People taking a large number of non-HIV-related medications more likely to stop or change HIV drugs

HIV-positive patients who are taking a large number of medications for the treatment of non-HIV-related conditions are at increased risk of stopping or changing their antiretroviral therapy (ART), according to Canadian research published in AIDS Patient Care and STDs. A third of patients were taking five or more non-HIV-related medications (polypharmacy) and 37% of patients with polypharmacy stopped/changed HIV therapy compared to 30% of patients taking fewer non-HIV medications.

“We found an association between polypharmacy and noncontinuous ART,” write the investigators. “The next therapeutic challenge in HIV care is polypharmacy due to the aging of HIV infected populations and the inevitable increase in age-associated co-morbidities that may directly or indirectly impact on their HIV infection.”

Improvements in HIV treatment and care mean that most patients with HIV now have a good chance of living well into old age. Illnesses associated with ageing are now responsible for a large proportion of the serious disease now seen in patients with HIV. This means that many patients are taking a large number of medications for the treatment of non-HIV-related conditions.

Polypharmacy not only increases the number of pills a patient needs to take each day, but has also been associated with an increase in the risk of drug-drug interactions, side-effects and treatment non-adherence.

Given the risks associated with taking a large number of medications, investigators in Calgary hypothesised that ART-treated patients with polypharmacy would be more likely to stop or change their HIV therapy. To test this theory, they conducted an observational, single-centre study involving 1190 patients who were treated with ART between 2011 and 2013. Data on polypharmacy were collected at baseline and at six-monthly intervals during follow-up.

Approximately a third of patients stopped or changed their ART. Compared to individuals on continuous therapy, patients stopping/changing treatment were more likely to be female, under 30 years of age, have injecting drug use as their HIV risk factor and have a CD4 count below 200 cells/mm³ (all p < 0.05).

Most patients (95%) were taking a three-drug ART regimen with 4% taking a combination of four agents. One-daily ART was used by 64% of patients, the remaining 36% taking twice-daily therapy. Over 88% of individuals were taking ART with a daily pill burden of two or more pills.

Nearly a third (32%) of patients had non-ART polypharmacy. This was associated with increasing age (p < 0.01), injecting drug use (p < 0.05), lower CD4 count, an AIDS diagnosis and longer duration of HIV infection (all p < 0.01).

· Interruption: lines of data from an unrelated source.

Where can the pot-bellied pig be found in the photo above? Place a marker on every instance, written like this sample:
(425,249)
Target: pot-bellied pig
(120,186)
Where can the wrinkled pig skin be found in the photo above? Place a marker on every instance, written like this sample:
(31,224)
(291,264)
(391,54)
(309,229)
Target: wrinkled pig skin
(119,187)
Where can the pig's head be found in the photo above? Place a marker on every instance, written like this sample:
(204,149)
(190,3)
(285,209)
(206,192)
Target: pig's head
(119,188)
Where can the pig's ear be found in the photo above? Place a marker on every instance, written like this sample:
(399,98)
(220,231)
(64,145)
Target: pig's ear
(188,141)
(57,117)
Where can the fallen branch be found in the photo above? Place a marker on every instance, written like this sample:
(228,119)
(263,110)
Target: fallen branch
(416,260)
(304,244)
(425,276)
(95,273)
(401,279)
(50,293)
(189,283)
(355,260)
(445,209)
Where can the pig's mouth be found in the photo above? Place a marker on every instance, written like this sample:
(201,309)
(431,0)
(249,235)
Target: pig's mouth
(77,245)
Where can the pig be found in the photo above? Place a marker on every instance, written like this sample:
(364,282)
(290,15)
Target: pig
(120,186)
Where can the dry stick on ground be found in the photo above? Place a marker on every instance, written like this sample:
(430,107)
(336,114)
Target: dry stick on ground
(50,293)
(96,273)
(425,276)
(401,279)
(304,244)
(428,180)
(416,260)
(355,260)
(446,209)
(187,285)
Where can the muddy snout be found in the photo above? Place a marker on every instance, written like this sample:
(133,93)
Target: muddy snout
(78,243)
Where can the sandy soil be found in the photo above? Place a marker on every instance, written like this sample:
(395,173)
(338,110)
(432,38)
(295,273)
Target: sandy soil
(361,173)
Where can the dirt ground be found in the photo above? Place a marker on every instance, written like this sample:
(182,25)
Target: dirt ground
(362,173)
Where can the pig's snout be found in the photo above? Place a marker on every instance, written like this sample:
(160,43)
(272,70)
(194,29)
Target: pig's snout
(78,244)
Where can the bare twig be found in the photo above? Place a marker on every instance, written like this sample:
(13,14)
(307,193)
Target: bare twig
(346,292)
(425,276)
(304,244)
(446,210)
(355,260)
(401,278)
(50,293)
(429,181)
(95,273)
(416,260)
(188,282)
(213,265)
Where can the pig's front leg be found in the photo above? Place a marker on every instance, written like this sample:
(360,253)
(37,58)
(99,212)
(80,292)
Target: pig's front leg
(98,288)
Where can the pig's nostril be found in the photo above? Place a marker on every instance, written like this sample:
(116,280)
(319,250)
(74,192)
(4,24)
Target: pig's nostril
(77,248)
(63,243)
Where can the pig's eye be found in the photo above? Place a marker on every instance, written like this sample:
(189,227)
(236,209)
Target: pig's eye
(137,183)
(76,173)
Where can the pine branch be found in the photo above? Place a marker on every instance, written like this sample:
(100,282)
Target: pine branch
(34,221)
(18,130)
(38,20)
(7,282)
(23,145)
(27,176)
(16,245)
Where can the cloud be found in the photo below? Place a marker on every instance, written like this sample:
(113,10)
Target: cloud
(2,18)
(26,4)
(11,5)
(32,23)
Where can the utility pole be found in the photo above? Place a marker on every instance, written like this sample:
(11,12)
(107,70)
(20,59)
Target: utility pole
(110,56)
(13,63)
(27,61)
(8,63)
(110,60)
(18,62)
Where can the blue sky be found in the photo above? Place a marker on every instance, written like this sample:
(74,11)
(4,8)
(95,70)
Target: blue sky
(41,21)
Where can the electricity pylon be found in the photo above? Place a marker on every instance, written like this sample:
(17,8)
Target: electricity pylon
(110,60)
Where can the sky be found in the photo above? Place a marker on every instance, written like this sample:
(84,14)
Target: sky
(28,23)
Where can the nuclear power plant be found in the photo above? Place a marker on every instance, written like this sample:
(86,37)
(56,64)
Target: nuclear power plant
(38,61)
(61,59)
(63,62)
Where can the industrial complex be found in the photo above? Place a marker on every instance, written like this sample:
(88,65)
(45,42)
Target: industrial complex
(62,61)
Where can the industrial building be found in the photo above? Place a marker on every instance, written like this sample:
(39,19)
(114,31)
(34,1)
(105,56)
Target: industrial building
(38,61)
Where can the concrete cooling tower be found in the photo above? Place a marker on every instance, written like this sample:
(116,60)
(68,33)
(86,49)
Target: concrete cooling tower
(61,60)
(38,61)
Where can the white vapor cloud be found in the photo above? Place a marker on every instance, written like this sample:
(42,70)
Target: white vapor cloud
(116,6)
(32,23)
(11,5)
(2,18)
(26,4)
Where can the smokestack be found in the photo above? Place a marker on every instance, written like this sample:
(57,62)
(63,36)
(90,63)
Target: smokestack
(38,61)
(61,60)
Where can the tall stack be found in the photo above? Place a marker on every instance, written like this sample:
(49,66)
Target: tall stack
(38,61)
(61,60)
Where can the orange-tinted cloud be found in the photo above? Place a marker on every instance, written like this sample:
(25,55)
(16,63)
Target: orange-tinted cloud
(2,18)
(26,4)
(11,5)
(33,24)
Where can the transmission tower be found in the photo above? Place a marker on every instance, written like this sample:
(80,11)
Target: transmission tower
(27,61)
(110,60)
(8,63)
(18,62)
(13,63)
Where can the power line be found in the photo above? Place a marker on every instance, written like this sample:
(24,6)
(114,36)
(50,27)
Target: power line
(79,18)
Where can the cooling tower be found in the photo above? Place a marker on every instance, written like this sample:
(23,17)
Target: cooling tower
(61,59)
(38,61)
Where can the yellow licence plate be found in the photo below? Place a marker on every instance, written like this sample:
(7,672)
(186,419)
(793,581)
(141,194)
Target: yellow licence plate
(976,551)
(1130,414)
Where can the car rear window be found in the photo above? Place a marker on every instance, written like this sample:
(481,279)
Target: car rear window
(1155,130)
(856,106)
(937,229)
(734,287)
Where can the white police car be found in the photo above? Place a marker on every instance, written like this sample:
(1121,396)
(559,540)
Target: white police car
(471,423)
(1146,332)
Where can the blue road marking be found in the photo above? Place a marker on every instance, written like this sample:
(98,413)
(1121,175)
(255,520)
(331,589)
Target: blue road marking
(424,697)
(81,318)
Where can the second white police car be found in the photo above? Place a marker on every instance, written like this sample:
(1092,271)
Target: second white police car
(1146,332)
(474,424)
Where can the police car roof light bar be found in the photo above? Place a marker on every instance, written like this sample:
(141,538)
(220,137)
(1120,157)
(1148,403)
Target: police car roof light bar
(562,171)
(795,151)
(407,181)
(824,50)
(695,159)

Patients taking a greater number of pills as part of their ART, and also those treated with regimens that required twice-daily dosing, were more likely to experience non-HIV-related polypharmacy when compared to patients treated with less complicated antiretroviral regimens.

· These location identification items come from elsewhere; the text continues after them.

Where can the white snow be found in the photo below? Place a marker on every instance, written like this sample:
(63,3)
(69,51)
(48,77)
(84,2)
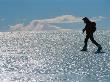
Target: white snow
(53,57)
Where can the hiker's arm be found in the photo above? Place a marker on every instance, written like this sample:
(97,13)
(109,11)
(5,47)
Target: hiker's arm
(84,29)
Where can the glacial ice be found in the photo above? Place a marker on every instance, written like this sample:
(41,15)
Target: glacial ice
(53,57)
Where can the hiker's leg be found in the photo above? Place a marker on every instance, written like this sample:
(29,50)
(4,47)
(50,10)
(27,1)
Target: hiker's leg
(93,41)
(85,42)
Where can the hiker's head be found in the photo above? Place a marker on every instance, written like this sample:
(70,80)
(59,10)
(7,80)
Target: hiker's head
(86,20)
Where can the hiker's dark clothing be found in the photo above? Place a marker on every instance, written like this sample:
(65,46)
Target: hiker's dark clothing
(90,28)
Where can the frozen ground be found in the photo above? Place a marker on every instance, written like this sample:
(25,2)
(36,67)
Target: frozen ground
(53,57)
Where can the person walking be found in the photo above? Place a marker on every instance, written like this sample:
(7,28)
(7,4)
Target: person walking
(90,28)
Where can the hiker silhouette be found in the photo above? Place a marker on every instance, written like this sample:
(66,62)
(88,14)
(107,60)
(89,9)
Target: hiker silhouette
(90,28)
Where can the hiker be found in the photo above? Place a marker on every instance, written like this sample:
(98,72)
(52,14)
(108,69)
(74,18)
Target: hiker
(90,28)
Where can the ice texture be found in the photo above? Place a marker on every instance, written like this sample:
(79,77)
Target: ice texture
(53,57)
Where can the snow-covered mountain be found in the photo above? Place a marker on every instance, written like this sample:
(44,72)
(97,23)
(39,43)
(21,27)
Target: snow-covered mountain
(53,57)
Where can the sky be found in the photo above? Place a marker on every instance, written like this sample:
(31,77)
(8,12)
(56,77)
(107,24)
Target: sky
(43,14)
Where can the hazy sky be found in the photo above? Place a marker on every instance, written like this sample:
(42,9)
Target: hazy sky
(13,12)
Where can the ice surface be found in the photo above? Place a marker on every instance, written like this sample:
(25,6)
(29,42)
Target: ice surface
(53,57)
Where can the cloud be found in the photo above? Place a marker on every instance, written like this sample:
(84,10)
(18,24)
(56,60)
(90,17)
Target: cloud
(48,24)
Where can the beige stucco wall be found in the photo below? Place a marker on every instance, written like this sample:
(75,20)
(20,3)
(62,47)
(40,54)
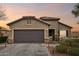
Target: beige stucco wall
(54,25)
(63,27)
(23,25)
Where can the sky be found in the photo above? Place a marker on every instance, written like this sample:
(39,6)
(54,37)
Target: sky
(15,11)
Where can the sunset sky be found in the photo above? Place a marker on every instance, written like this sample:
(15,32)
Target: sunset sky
(60,10)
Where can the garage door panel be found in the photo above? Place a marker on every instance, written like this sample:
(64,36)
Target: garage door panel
(29,36)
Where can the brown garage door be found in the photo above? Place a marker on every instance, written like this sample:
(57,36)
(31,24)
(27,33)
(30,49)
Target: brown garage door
(28,36)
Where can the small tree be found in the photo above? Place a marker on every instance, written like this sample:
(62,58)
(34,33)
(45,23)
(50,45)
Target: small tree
(75,11)
(2,17)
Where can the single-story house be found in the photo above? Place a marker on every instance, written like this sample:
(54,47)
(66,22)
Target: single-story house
(75,34)
(30,29)
(3,31)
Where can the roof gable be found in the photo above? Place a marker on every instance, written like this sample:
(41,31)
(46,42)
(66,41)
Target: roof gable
(28,17)
(64,24)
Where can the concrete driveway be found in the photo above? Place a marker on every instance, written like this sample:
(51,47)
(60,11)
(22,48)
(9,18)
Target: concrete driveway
(28,49)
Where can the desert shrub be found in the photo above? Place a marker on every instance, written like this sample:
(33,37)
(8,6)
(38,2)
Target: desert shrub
(3,39)
(74,44)
(74,51)
(66,42)
(61,49)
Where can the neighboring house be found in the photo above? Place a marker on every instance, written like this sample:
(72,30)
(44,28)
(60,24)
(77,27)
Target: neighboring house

Approximately a third (32%) of patients stopped or changed their ART. Patients with non-HIV-related polypharmacy were significantly more likely to have non-continuous ART compared to patients without polypharmacy (37% vs. 30%, respectively, p < 0.01). The relationship between polypharmacy and non-continuous ART was especially strong for patients taking twice-daily antiretroviral regimens (39% vs. 28% for non-polypharmacy patients, p < 0.01).

Factors associated with stopping or changing ART included non-adherence (51%), side effects (31%), drug interactions (6%) and ART failure (6%). Patients experiencing polypharmacy had a non-significant increase in the risk of non-continuous ART due to side effects.

“As people with HIV infection live longer, they will likely and increasingly encounter a co-morbid condition requiring multiple medications. The interplay between ARV and non-ARV drugs has become increasingly complex and challenging for both patient and physician,” conclude the investigators. “Physicians, pharmacists, and patients should work together to anticipate and control for the contingencies associated with polypharmacy.”